This is one of the city’s most storied and architecturally impressive houses. It is one of a remarkable number of large houses financed through maritime activity, when Providence was an important port in the late 18th and early 19th centuries, the rest of them located down the west slope of College Hill on or near Benefit Street. Halsey (1751-1838) had amassed a significant fortune by 1800 when he built this house, which originally was brick only on its north and south ends. The brick front wall features deep semi-elliptical bows flanking the Doric 1-story entrance porch; bowed walls were commonly used in England by the Brothers Adam and in Boston by Charles Bulfinch but were rare in Providence.
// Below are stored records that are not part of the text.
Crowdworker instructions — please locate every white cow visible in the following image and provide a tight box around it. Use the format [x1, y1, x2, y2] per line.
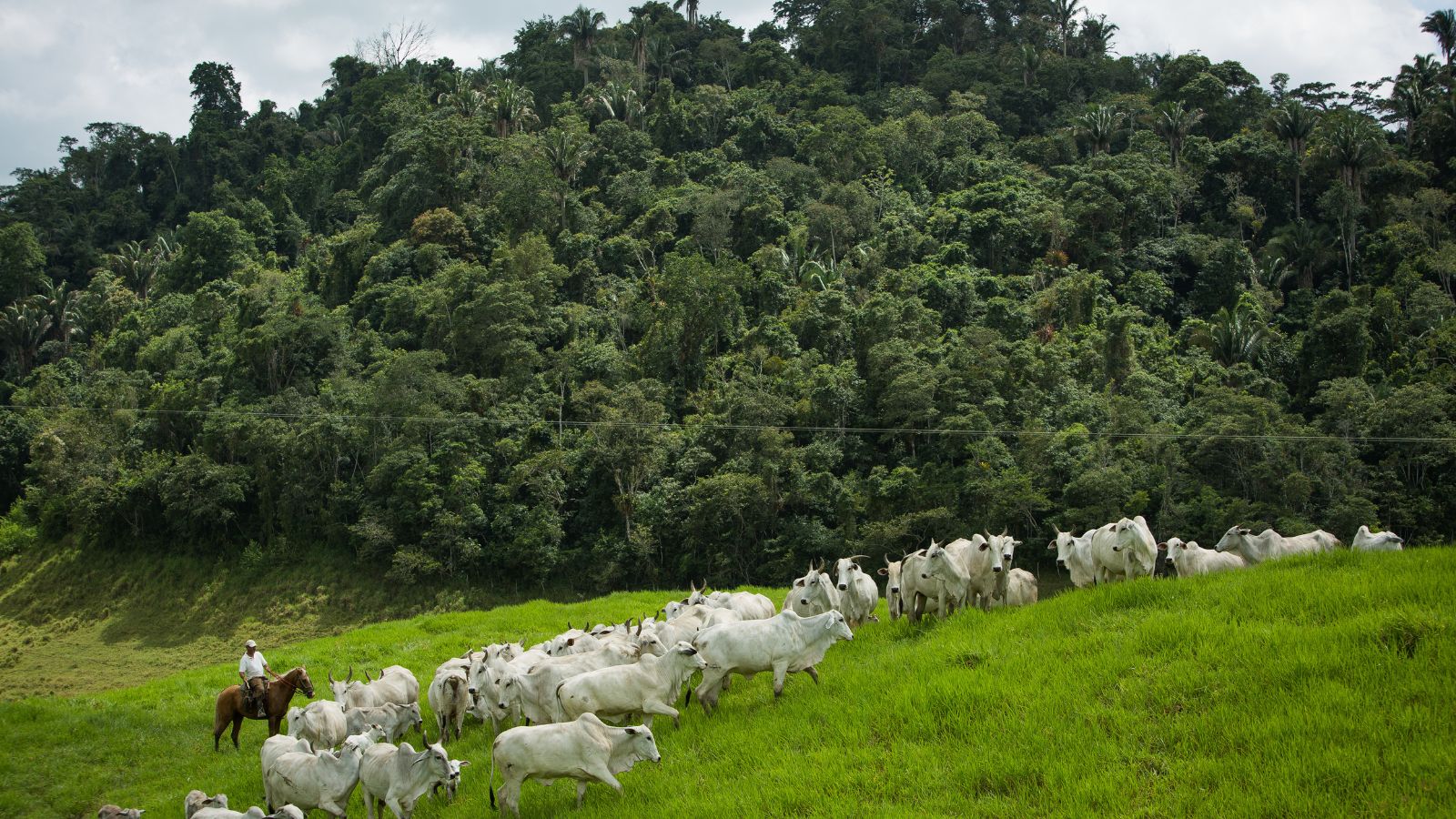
[264, 732, 383, 817]
[920, 535, 1003, 620]
[359, 736, 469, 819]
[430, 667, 471, 742]
[992, 569, 1036, 609]
[693, 609, 854, 714]
[1350, 526, 1405, 552]
[500, 645, 641, 723]
[329, 666, 420, 708]
[1046, 526, 1097, 589]
[784, 565, 839, 616]
[1213, 526, 1341, 564]
[288, 700, 349, 748]
[556, 642, 706, 727]
[490, 714, 662, 816]
[344, 703, 425, 742]
[708, 592, 779, 620]
[1160, 538, 1248, 577]
[834, 555, 879, 628]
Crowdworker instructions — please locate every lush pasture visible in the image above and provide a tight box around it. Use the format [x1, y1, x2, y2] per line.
[0, 550, 1456, 817]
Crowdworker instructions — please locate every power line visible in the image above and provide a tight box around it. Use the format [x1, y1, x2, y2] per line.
[0, 404, 1456, 443]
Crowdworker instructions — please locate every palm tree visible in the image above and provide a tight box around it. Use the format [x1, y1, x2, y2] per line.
[1269, 99, 1320, 221]
[1421, 9, 1456, 66]
[485, 80, 537, 138]
[1264, 218, 1335, 290]
[1153, 102, 1203, 170]
[1082, 15, 1118, 56]
[561, 5, 607, 90]
[1191, 298, 1279, 368]
[0, 298, 53, 376]
[1021, 44, 1041, 87]
[672, 0, 697, 29]
[1051, 0, 1085, 56]
[1075, 105, 1123, 156]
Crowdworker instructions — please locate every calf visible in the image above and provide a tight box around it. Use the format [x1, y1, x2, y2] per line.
[556, 642, 706, 727]
[1162, 538, 1248, 577]
[490, 714, 662, 816]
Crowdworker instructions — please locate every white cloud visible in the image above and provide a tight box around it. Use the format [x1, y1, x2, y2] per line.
[0, 0, 1449, 178]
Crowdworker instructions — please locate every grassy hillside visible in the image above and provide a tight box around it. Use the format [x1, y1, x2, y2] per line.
[0, 533, 585, 700]
[0, 550, 1456, 817]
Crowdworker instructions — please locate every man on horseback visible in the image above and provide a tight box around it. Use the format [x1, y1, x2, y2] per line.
[238, 640, 278, 720]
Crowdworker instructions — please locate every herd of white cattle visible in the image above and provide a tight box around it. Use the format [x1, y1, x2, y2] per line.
[131, 516, 1402, 819]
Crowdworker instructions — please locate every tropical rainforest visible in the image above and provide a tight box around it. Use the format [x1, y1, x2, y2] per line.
[0, 0, 1456, 589]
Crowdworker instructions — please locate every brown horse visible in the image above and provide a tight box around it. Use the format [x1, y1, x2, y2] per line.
[213, 666, 313, 751]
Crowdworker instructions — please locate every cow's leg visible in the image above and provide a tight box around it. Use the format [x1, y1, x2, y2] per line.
[774, 660, 789, 700]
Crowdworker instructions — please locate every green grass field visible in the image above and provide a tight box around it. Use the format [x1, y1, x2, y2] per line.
[0, 550, 1456, 817]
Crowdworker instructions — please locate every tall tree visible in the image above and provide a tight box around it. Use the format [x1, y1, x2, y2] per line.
[1269, 99, 1320, 221]
[1153, 100, 1203, 170]
[1421, 9, 1456, 66]
[561, 5, 607, 90]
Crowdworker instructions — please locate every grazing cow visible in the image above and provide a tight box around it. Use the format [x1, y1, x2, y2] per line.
[1213, 526, 1341, 565]
[693, 609, 854, 714]
[430, 669, 471, 742]
[1350, 526, 1405, 552]
[344, 703, 425, 742]
[288, 700, 349, 748]
[920, 535, 1003, 620]
[1046, 526, 1097, 589]
[490, 714, 662, 816]
[834, 555, 879, 628]
[500, 645, 641, 723]
[264, 734, 376, 819]
[992, 569, 1036, 609]
[1159, 538, 1248, 577]
[1104, 514, 1158, 580]
[359, 728, 468, 819]
[708, 592, 779, 620]
[329, 666, 420, 708]
[784, 564, 839, 616]
[556, 638, 704, 727]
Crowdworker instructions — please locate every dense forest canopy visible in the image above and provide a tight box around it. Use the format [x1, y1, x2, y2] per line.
[0, 0, 1456, 586]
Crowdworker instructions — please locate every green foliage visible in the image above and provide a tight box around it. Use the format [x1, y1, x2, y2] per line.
[0, 0, 1456, 587]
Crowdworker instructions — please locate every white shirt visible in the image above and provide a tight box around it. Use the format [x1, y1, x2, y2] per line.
[238, 650, 268, 679]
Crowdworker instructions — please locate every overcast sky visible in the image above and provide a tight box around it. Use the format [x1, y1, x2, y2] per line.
[0, 0, 1453, 174]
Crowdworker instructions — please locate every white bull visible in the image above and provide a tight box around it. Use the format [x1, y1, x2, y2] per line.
[344, 703, 425, 742]
[556, 642, 704, 727]
[1213, 526, 1340, 565]
[784, 564, 839, 616]
[834, 555, 879, 628]
[359, 736, 469, 819]
[329, 666, 420, 708]
[264, 734, 374, 819]
[1350, 526, 1405, 552]
[430, 667, 471, 742]
[1046, 526, 1097, 589]
[693, 609, 854, 714]
[1160, 538, 1248, 577]
[288, 700, 357, 748]
[490, 714, 662, 816]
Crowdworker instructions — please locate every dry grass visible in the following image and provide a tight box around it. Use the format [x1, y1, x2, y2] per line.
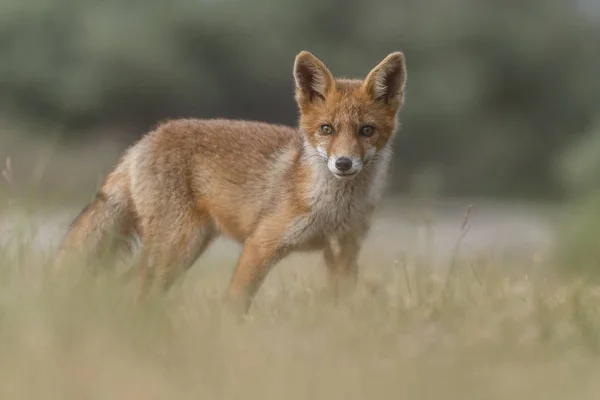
[0, 225, 600, 400]
[0, 143, 600, 400]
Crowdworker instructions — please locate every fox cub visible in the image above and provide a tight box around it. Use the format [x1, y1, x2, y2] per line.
[57, 51, 406, 313]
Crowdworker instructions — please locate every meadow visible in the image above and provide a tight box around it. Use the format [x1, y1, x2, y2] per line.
[0, 170, 600, 400]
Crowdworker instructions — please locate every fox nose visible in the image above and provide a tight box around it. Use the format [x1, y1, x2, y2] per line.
[335, 157, 352, 172]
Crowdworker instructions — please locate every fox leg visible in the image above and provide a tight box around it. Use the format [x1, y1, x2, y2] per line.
[139, 216, 218, 297]
[227, 229, 287, 314]
[323, 235, 360, 298]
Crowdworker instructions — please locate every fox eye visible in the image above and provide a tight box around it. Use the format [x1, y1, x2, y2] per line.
[321, 125, 333, 135]
[359, 125, 375, 137]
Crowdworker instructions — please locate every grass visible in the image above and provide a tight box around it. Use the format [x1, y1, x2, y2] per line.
[0, 142, 600, 400]
[0, 209, 600, 400]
The bowed walls correspond to bows in the front parlors of the house, which has a high level of interior finish appropriate to a house of this scale and importance.
The house entered local legend at the end of the 19th century. Halsey’s son, Col. Thomas Lloyd Halsey (1776-1855) traveled for business to South America, where the lifelong bachelor fathered a daughter whose son later laid claim to his grandfather’s estate in a court suit that set Providence tongues wagging. Whether for the wealth of its first occupant or the salaciousness of its later history, the house aroused the interest of Providence author H.P. Lovecraft, who made it the home of the protagonist of his novella “The Case of Charles Dexter Ward.”
— 2006 Festival of Historic Houses Guidebook
A swaggering Federal house with a history to match. Bow fronts are typically found in Federal houses, especially in Boston and Philadelphia, but they are rarity here. The curving bays flanking the center entrance topped by a Palladian window are almost too expansive and seem to squeeze what would otherwise be an ample entrance. The house originally had a wood front, so what we see is a later remodeling, but probably still within the Federal era. Thomas Lloyd Halsey (1751-1838), a successful China Trader, built this probably at the height of his career. His son, Col Thomas Lloyd Halsey (1776-1855), may have added the bays when he assumed ownership of the house. The younger Halsey’s business travels took him to South America, where the lifelong bachelor fathered a daughter whose son later laid claim to his grandfather’s estate in a court suit that set Providence tongues wagging. In the twentieth century, this house was a key plot element in H.P Lovecraft’s novella “The Case of Charles Dexter Ward.” Lovecraft himself lived for a time nearby on Barnes Street.